My guess is that it's an extractor issue. Unless you have done something destructive to the ejector they seldom "go bad". If they do, you can pretty much verify with a simple visual inspection. If the ejector is bent, or has a witness mark it's bad.
After the visual ejector inspection eliminates it as the issue, the next check is to see if the firing pin stop is doing it's job of indexing the extractor. What'd he say? The FPS should hold the extractor in place and prevent it from clocking (wriggling/twisting).
Remove the slide from the receiver and remove the barrel. Using your fingernail or other NON-destructive tool, see if you can rotate the extractor. If you can induce rotational movement you have more-than-likely found your problem. The fix is a new, over-sized FPS and the skilz to properly install it. If you do not possess this talent don't waste your time and money, have a Smith do the job.

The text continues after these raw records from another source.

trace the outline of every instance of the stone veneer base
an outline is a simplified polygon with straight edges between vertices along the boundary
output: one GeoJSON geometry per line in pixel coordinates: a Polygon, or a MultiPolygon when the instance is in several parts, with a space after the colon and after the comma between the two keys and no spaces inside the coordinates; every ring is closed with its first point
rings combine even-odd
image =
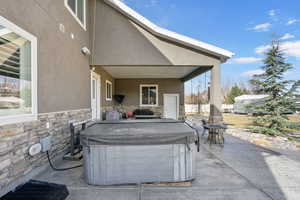
{"type": "Polygon", "coordinates": [[[28,154],[31,145],[51,136],[51,155],[55,157],[69,146],[69,124],[89,119],[90,109],[80,109],[42,113],[35,121],[0,126],[0,197],[47,166],[45,153],[28,154]]]}

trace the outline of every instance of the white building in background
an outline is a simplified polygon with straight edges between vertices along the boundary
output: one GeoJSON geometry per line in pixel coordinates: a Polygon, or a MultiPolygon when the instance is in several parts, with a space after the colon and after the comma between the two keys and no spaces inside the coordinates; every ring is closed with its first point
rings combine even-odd
{"type": "Polygon", "coordinates": [[[249,105],[259,104],[264,101],[269,95],[257,94],[257,95],[241,95],[234,98],[233,112],[238,114],[252,113],[249,105]]]}

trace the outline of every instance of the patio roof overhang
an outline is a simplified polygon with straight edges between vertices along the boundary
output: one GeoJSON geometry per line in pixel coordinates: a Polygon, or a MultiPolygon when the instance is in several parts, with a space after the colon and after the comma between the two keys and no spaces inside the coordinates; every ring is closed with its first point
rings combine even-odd
{"type": "Polygon", "coordinates": [[[91,65],[115,78],[187,81],[233,53],[160,28],[119,0],[98,0],[91,65]]]}

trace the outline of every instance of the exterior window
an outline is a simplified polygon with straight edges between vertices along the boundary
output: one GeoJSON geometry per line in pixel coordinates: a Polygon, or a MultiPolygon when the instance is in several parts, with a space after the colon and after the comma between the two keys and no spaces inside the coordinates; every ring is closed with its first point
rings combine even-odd
{"type": "Polygon", "coordinates": [[[34,36],[0,16],[0,125],[36,118],[36,51],[34,36]]]}
{"type": "Polygon", "coordinates": [[[106,80],[106,101],[112,100],[112,83],[106,80]]]}
{"type": "Polygon", "coordinates": [[[65,0],[65,5],[76,21],[86,29],[86,0],[65,0]]]}
{"type": "Polygon", "coordinates": [[[140,105],[158,106],[158,85],[140,85],[140,105]]]}

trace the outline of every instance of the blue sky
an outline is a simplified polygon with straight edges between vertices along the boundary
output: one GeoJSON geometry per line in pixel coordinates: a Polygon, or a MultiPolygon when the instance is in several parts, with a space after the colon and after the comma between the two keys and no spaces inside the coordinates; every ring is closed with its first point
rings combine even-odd
{"type": "Polygon", "coordinates": [[[299,0],[124,1],[159,26],[233,51],[236,55],[222,65],[224,85],[260,72],[261,52],[274,34],[284,36],[282,46],[295,67],[286,77],[300,79],[299,0]]]}

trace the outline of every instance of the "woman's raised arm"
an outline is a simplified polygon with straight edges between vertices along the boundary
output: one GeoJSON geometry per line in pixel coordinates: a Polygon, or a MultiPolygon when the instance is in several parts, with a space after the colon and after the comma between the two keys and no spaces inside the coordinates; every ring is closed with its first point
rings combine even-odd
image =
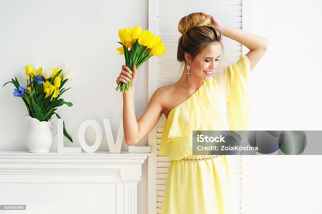
{"type": "MultiPolygon", "coordinates": [[[[128,67],[123,65],[122,68],[120,76],[118,78],[118,83],[124,80],[128,81],[129,80],[127,78],[130,77],[129,74],[125,70],[128,70],[128,67]]],[[[137,122],[134,110],[134,90],[137,71],[134,66],[132,70],[133,76],[129,90],[123,93],[123,128],[125,142],[128,146],[137,144],[150,133],[161,117],[163,110],[162,99],[161,98],[162,94],[160,88],[154,92],[150,99],[147,110],[137,122]]],[[[117,83],[118,85],[117,80],[117,83]]]]}

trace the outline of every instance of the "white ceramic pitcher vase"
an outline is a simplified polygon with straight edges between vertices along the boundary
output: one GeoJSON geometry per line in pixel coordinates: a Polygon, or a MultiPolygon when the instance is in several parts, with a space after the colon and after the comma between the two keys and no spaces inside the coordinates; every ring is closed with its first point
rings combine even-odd
{"type": "Polygon", "coordinates": [[[51,123],[57,118],[52,118],[48,121],[41,122],[29,115],[25,116],[29,122],[29,125],[25,137],[26,143],[29,148],[29,152],[45,153],[50,151],[57,136],[57,132],[53,136],[50,127],[53,128],[51,123]]]}

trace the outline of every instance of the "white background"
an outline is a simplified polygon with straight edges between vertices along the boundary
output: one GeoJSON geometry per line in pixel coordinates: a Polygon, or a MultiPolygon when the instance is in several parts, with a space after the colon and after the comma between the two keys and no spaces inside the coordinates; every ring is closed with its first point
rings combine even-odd
{"type": "MultiPolygon", "coordinates": [[[[64,138],[65,146],[79,146],[78,127],[90,119],[104,127],[103,119],[109,119],[116,138],[123,105],[121,94],[115,90],[115,80],[124,63],[116,49],[119,46],[118,32],[135,25],[147,29],[147,0],[0,1],[1,86],[15,76],[22,85],[19,71],[26,64],[66,63],[73,68],[75,78],[67,84],[72,87],[63,97],[73,106],[57,111],[74,140],[70,143],[64,138]]],[[[251,17],[251,32],[270,41],[251,72],[252,129],[321,130],[322,3],[253,1],[251,9],[248,15],[251,17]]],[[[137,118],[147,106],[147,68],[146,63],[138,72],[137,118]]],[[[14,88],[10,84],[0,90],[0,150],[27,150],[24,135],[28,124],[24,116],[27,111],[21,98],[13,96],[14,88]]],[[[103,133],[99,151],[108,150],[103,133]]],[[[86,134],[91,145],[94,130],[88,129],[86,134]]],[[[138,146],[147,145],[147,138],[138,146]]],[[[57,149],[55,143],[51,150],[57,149]]],[[[127,150],[124,142],[122,150],[127,150]]],[[[320,156],[254,157],[253,213],[321,212],[314,196],[322,190],[321,167],[315,166],[320,156]]],[[[144,214],[147,210],[147,162],[143,167],[138,213],[144,214]]]]}

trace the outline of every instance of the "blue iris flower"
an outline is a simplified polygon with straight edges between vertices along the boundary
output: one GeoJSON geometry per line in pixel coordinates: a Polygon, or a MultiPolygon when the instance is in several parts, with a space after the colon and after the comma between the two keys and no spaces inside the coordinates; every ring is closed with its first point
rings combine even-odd
{"type": "Polygon", "coordinates": [[[35,78],[37,80],[37,82],[38,82],[38,85],[39,85],[43,83],[43,79],[40,76],[40,75],[37,74],[35,76],[35,78]]]}
{"type": "Polygon", "coordinates": [[[15,88],[14,89],[14,96],[23,97],[24,96],[26,92],[28,91],[28,89],[26,89],[23,86],[19,85],[18,89],[15,88]]]}

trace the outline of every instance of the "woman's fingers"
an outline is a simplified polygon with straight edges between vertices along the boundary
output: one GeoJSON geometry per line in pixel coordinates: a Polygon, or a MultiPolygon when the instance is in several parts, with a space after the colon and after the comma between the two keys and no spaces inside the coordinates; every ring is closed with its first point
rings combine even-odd
{"type": "Polygon", "coordinates": [[[124,70],[122,70],[122,71],[121,71],[121,73],[120,74],[120,76],[122,75],[128,77],[130,79],[132,78],[132,76],[131,75],[131,74],[124,70]]]}
{"type": "Polygon", "coordinates": [[[117,79],[116,79],[116,83],[118,85],[120,82],[122,82],[124,83],[127,83],[128,81],[122,78],[122,77],[118,77],[117,79]]]}
{"type": "Polygon", "coordinates": [[[124,79],[125,80],[126,80],[128,82],[130,82],[130,81],[131,81],[131,80],[130,79],[130,78],[129,78],[128,76],[125,75],[124,74],[120,75],[120,77],[122,78],[122,79],[124,79]]]}

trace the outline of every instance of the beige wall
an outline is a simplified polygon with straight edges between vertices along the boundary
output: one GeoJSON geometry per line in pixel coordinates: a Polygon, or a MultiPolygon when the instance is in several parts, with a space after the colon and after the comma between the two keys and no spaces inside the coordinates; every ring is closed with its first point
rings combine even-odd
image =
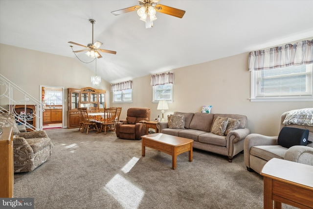
{"type": "MultiPolygon", "coordinates": [[[[246,116],[251,133],[276,136],[283,113],[313,107],[310,102],[251,102],[247,63],[246,53],[172,70],[174,102],[169,104],[165,117],[174,111],[200,112],[202,105],[212,105],[213,113],[246,116]]],[[[89,78],[93,75],[76,59],[3,45],[0,45],[0,73],[38,99],[41,85],[66,89],[86,87],[90,86],[89,78]]],[[[151,118],[160,115],[160,111],[156,110],[157,104],[152,102],[150,75],[133,81],[132,104],[111,102],[110,105],[110,84],[104,80],[97,89],[107,90],[108,106],[122,107],[120,119],[126,117],[130,107],[150,108],[151,118]]],[[[67,99],[67,93],[65,98],[67,99]]],[[[67,110],[67,102],[65,106],[67,110]]],[[[66,115],[65,119],[67,125],[66,115]]]]}
{"type": "MultiPolygon", "coordinates": [[[[40,101],[41,85],[64,87],[64,124],[67,126],[67,88],[92,87],[90,76],[94,72],[76,58],[0,44],[0,74],[40,101]]],[[[107,105],[110,87],[102,80],[100,86],[94,87],[107,90],[107,105]]],[[[0,99],[0,104],[3,105],[0,99]]]]}

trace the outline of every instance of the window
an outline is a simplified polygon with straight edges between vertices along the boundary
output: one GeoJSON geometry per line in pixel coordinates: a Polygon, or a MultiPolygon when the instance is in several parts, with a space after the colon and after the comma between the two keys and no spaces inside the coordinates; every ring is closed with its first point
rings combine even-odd
{"type": "Polygon", "coordinates": [[[252,71],[251,101],[313,101],[313,66],[252,71]]]}
{"type": "Polygon", "coordinates": [[[153,101],[160,100],[173,101],[173,84],[166,84],[153,87],[153,101]]]}
{"type": "Polygon", "coordinates": [[[113,92],[113,102],[131,102],[133,90],[114,91],[113,92]]]}
{"type": "Polygon", "coordinates": [[[45,91],[45,104],[49,105],[51,103],[55,105],[62,105],[63,100],[62,91],[46,89],[45,91]]]}

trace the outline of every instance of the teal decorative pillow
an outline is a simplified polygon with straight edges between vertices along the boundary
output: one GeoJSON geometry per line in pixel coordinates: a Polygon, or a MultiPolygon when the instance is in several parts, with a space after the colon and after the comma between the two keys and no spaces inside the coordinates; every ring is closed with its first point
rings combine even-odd
{"type": "Polygon", "coordinates": [[[211,109],[212,109],[212,105],[203,105],[202,107],[202,110],[201,112],[202,113],[211,113],[211,109]]]}
{"type": "Polygon", "coordinates": [[[230,131],[237,129],[240,125],[240,119],[236,119],[228,117],[228,123],[227,124],[224,135],[226,136],[230,131]]]}
{"type": "Polygon", "coordinates": [[[185,116],[182,115],[168,116],[168,125],[169,128],[184,129],[185,128],[185,116]]]}
{"type": "Polygon", "coordinates": [[[227,125],[228,123],[228,118],[218,116],[215,119],[212,126],[211,132],[219,136],[224,136],[227,125]]]}

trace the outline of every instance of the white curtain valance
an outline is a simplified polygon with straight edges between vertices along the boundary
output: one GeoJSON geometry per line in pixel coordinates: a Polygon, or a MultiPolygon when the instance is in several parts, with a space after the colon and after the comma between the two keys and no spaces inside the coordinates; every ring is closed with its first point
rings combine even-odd
{"type": "Polygon", "coordinates": [[[313,63],[313,39],[249,53],[249,71],[313,63]]]}
{"type": "Polygon", "coordinates": [[[172,72],[164,72],[161,74],[151,75],[150,85],[153,86],[166,84],[173,84],[174,81],[174,73],[172,72]]]}
{"type": "Polygon", "coordinates": [[[131,89],[133,89],[133,81],[127,81],[111,84],[111,92],[131,89]]]}

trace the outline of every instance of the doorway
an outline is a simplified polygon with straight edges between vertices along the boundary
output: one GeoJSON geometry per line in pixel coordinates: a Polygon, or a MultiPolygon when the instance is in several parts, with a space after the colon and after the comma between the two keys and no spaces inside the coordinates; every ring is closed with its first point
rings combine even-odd
{"type": "Polygon", "coordinates": [[[64,88],[41,86],[41,102],[45,104],[43,112],[43,129],[62,128],[64,124],[64,88]]]}

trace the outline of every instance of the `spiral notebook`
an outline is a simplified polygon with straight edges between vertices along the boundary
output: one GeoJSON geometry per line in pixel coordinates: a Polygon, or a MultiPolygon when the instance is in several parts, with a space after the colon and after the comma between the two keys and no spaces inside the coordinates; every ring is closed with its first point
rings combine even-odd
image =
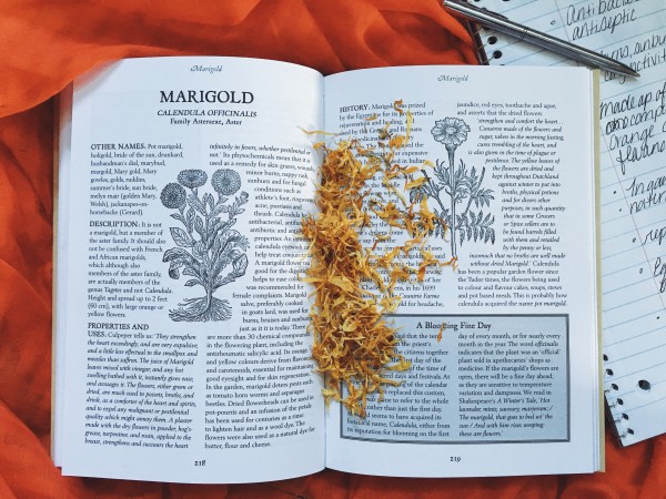
{"type": "MultiPolygon", "coordinates": [[[[604,391],[623,446],[666,432],[666,3],[475,0],[640,73],[601,83],[604,391]]],[[[575,64],[472,27],[486,64],[575,64]]],[[[563,89],[566,92],[566,89],[563,89]]]]}

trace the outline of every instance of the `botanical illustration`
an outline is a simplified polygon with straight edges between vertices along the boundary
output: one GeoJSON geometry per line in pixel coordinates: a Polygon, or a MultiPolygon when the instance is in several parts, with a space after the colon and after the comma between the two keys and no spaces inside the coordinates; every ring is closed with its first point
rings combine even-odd
{"type": "Polygon", "coordinates": [[[445,118],[435,122],[431,133],[435,141],[444,144],[447,157],[436,161],[434,179],[425,173],[426,181],[411,193],[412,200],[426,196],[438,205],[433,207],[437,218],[432,233],[444,237],[446,230],[451,230],[453,258],[457,258],[458,243],[462,245],[465,241],[490,241],[495,244],[495,228],[492,226],[495,217],[490,211],[485,214],[483,212],[483,206],[490,207],[491,200],[494,200],[493,191],[482,187],[485,167],[482,167],[481,175],[474,166],[467,170],[462,160],[455,167],[455,151],[467,140],[467,132],[470,126],[458,118],[445,118]]]}
{"type": "Polygon", "coordinates": [[[183,170],[178,183],[169,183],[161,194],[162,204],[176,210],[171,216],[181,227],[170,227],[176,247],[167,249],[162,258],[169,262],[169,276],[178,279],[189,276],[185,286],[201,286],[205,296],[186,298],[179,308],[170,310],[173,320],[208,322],[226,320],[231,317],[228,301],[213,296],[216,289],[245,274],[248,268],[248,240],[233,230],[238,215],[244,212],[248,193],[241,192],[233,201],[230,196],[241,189],[238,172],[221,169],[213,173],[211,185],[216,193],[199,189],[208,182],[203,170],[183,170]],[[222,221],[223,217],[225,221],[222,221]]]}

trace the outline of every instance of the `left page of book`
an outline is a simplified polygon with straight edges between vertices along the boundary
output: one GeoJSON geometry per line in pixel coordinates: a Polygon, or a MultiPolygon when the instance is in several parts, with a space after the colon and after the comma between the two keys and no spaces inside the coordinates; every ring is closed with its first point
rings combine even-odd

If the extractor is properly indexed (doesn't rotate) move on to the next test.
With the gun's slide in your weak side hand, take a live 230gr ball round with your strong side hand and slide it up the breech face centering it on the breech as it would be when at battery. This positions the round with the extractor claw on the center line of the round. This is the same process the round goes through as it's stripped from the mag and chambered.
- If this procedure is difficult to do (hard to get the round's rim into the extractor's claw), the extractor tension is too great. Hold that thought.
- If you get the round captured with little to no difficulty, gingerly (subjective) shake the slide in multiple directions. If it comes loose, the extractor tension is too light. Hold that thought.
The round should remain captured by the claw. If it remains you passed the test. If not, your extractor needs tuned. (See slilz reference above.)
With your problem of in-your-face
brass, my guess is that your extractor pressure is too great.
Given enough time and talent you can tune your extractor to beer-pong the spent brass into a dump bag impressing small children and large pets.